简体   繁体   English

使用变量在 R 中创建正则表达式模式

[英]Using variable to create regular expression pattern in R

I have a function:我有一个功能:

ncount <- function(num = NULL) {

 toRead <- readLines("abc.txt")
 n <- as.character(num)
 x <- grep("{"n"} number",toRead,value=TRUE)

}

While grep-ing, I want the num passed in the function to dynamically create the pattern to be searched? grep-ing 时,我希望函数中传递的 num 动态创建要搜索的模式? How can this be done in R?这如何在 R 中完成? The text file has number and text in every line文本文件的每一行都有数字和文本

您可以使用paste连接字符串:

grep(paste("{", n, "} number", sep = ""),homicides,value=TRUE)

In order to build a regular expression from variables in R, in the current scenarion, you may simply concatenate string literals with your variable using paste0 :为了从 R 中的变量构建正则表达式,在当前场景中,您可以简单地使用paste0字符串文字与您的变量连接paste0

grep(paste0('\\{', n, '} number'), homicides, value=TRUE)
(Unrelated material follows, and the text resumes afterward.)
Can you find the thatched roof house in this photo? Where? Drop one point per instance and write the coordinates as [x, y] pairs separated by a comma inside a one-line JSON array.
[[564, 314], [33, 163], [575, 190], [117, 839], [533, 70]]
Note that { is a special character outside a [...] bracket expression (also called character class ), and should be escaped if you need to find a literal { char.请注意, {[...]括号表达式(也称为字符类)之外的特殊字符,如果您需要查找文字{ char.

In case you use a list of items as an alternative list , you may use a combination of paste / paste0 :如果您使用项目列表作为替代列表,您可以使用paste / paste0组合

words <- c('bananas', 'mangoes', 'plums')
regex <- paste0('Ben likes (', paste(words, collapse='|'), ')\\.')

The resulting Ben likes (bananas|mangoes|plums)\\.由此产生的Ben likes (bananas|mangoes|plums)\\. regex will match Ben likes bananas.正则表达式匹配Ben likes bananas. , Ben likes mangoes. Ben likes mangoes. or Ben likes plums.或者Ben likes plums. . . See the R demo and the regex demo .请参阅[R演示正则表达式演示

NOTE : PCRE (when you pass perl=TRUE to base R regex functions) or ICU ( stringr / stringi regex functions) have proved to better handle these scenarios, it is recommended to use those engines rather than the default TRE regex library used in base R regex functions.注意:PCRE(当您将perl=TRUE传递给 base R regex 函数时)或 ICU( stringr / stringi regex 函数)已证明可以更好地处理这些情况,建议使用这些引擎而不是 base 中使用的默认 TRE regex 库R 正则表达式函数。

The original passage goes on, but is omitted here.